- MRT-2359 received Fast Track designation from the FDA for the treatment of patients with previously treated, metastatic non-small cell lung cancer (NSCLC) with L-MYC or N-MYC expression
- Disclosure of initial data from Phase 1 arm of ongoing Phase 1/2 clinical trial evaluating MRT-2359 expected in second half of 2023
- Nomination of multiple additional development candidates anticipated in 2023
- Company to present pipeline and corporate updates at 41st Annual J.P. Morgan Healthcare Conference on Wednesday, Jan. 11, 2023, at 11:15 a.m. PT
BOSTON, Jan. 09, 2023 (GLOBE NEWSWIRE) — Monte Rosa Therapeutics, Inc. (NASDAQ: GLUE), a biotechnology company developing novel molecular glue degrader (MGD)-based medicines, today outlined anticipated 2023 milestones ahead of its participation at the 41st Annual J.P. Morgan Healthcare Conference. The company’s presentation will focus on strategic priorities for 2023, including its plans to report initial data from the Phase 1 arm of its ongoing Phase 1/2 clinical trial for MRT-2359, a highly selective and orally available GSPT1-directed MGD. Further, the company will present its development plan for its additional MGD candidates for patients with high unmet medical needs in oncology, autoimmune and inflammatory indications.
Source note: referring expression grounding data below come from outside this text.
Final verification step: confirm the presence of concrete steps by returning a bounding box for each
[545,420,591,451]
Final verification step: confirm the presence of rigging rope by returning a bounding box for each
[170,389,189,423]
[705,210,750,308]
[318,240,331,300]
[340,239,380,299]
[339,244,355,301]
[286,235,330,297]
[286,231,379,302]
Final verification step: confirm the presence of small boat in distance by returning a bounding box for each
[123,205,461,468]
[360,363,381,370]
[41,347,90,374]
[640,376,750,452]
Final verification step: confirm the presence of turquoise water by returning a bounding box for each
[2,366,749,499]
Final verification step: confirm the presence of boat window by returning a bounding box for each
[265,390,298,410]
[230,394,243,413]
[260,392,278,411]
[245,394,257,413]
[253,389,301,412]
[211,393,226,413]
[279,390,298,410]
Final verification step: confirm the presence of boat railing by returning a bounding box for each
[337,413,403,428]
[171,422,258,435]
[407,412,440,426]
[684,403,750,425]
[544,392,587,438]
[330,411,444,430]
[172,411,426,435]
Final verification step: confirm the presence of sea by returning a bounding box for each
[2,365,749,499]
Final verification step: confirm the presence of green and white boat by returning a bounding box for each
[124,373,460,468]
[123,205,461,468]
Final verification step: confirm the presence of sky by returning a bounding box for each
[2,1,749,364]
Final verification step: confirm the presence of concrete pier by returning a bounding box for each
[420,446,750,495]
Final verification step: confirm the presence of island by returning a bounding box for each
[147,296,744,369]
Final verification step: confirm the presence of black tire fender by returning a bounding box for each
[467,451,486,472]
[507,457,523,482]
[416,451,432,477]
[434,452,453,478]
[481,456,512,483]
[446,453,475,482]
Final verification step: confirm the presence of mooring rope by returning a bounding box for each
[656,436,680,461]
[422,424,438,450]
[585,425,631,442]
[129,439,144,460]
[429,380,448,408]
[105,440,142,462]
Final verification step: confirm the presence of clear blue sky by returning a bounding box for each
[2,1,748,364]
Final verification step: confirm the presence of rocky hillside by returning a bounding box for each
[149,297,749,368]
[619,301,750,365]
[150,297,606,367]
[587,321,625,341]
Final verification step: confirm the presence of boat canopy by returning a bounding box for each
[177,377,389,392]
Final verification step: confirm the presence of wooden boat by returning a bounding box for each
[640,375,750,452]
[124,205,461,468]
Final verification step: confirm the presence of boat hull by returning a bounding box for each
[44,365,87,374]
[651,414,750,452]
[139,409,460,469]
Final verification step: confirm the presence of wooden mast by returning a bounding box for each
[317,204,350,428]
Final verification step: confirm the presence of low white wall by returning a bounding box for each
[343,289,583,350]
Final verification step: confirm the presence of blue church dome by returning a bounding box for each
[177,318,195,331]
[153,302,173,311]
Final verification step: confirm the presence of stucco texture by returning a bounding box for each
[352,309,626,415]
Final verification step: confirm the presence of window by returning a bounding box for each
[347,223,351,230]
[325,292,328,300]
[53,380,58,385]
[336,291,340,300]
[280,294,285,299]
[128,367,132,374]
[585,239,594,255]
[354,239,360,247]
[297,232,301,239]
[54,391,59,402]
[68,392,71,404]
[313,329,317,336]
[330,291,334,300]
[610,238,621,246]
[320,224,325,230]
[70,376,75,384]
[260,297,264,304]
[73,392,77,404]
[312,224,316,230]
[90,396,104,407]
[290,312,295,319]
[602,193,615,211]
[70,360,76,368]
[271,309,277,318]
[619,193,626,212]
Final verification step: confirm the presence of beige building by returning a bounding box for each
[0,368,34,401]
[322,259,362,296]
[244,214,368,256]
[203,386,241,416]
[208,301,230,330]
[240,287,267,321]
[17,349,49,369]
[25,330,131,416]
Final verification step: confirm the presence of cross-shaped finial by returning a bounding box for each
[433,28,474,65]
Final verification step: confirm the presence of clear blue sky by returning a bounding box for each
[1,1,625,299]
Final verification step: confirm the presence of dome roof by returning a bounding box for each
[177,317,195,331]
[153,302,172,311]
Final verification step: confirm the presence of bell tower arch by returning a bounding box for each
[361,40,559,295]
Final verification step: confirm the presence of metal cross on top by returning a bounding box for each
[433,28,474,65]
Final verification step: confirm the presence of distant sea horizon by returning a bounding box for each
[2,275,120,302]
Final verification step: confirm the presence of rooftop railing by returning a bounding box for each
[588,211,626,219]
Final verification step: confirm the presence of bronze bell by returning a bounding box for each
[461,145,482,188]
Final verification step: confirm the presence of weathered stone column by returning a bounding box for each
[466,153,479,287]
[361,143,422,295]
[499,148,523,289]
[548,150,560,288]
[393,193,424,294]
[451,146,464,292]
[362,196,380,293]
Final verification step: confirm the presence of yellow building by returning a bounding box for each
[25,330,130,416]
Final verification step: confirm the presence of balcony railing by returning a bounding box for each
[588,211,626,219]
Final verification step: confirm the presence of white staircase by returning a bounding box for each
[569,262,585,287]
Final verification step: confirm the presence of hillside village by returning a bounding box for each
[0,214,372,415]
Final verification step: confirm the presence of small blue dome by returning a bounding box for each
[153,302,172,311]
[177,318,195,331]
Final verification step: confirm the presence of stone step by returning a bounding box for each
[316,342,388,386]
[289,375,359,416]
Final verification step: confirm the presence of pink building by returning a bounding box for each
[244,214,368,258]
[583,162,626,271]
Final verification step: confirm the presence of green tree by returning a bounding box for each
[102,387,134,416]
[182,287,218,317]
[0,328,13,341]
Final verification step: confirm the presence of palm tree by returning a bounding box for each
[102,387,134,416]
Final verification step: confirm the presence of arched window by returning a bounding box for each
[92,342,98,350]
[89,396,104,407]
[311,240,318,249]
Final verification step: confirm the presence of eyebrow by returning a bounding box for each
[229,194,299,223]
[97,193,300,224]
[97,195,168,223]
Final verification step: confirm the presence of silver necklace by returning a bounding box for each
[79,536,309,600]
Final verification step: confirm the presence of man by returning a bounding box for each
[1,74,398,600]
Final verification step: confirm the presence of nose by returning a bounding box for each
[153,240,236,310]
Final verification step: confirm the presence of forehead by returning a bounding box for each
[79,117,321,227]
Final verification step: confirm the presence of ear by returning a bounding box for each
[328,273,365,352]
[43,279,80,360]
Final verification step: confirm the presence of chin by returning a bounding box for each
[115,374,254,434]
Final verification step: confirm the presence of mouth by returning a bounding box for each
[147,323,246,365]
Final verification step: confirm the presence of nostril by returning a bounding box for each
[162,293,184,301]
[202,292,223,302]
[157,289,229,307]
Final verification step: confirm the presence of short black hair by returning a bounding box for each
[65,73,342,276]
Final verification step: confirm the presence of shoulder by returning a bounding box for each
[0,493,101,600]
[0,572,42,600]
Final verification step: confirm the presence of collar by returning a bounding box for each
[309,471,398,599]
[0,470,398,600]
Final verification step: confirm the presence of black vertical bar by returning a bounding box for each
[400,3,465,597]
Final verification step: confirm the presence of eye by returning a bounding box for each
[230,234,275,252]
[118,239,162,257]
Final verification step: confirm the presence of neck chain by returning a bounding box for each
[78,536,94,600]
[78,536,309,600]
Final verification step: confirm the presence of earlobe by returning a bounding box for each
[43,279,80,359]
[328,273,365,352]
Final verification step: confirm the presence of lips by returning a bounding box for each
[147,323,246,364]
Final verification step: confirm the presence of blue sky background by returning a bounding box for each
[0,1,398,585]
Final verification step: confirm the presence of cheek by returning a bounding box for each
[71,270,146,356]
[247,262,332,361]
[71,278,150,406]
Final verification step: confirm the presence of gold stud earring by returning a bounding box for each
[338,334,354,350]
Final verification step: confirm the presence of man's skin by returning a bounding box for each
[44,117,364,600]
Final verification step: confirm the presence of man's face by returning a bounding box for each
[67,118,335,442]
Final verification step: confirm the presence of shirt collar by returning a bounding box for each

“In 2022, we made significant progress across our portfolio of highly selective molecular glue degraders, culminating in the initiation of our Phase 1/2 trial of MRT-2359 in MYC-driven tumors,” said Markus Warmuth, M.D., CEO of Monte Rosa. “As we look ahead to 2023, with our lead program in the clinic, a rich pipeline of wholly owned preclinical programs, and backed by a strong cash position, we believe we are well positioned for success. We expect our programs to achieve important catalysts in 2023 that will bring us closer to fulfilling our vision of developing a new generation of MGD-based precision medicines for patients living with serious diseases.”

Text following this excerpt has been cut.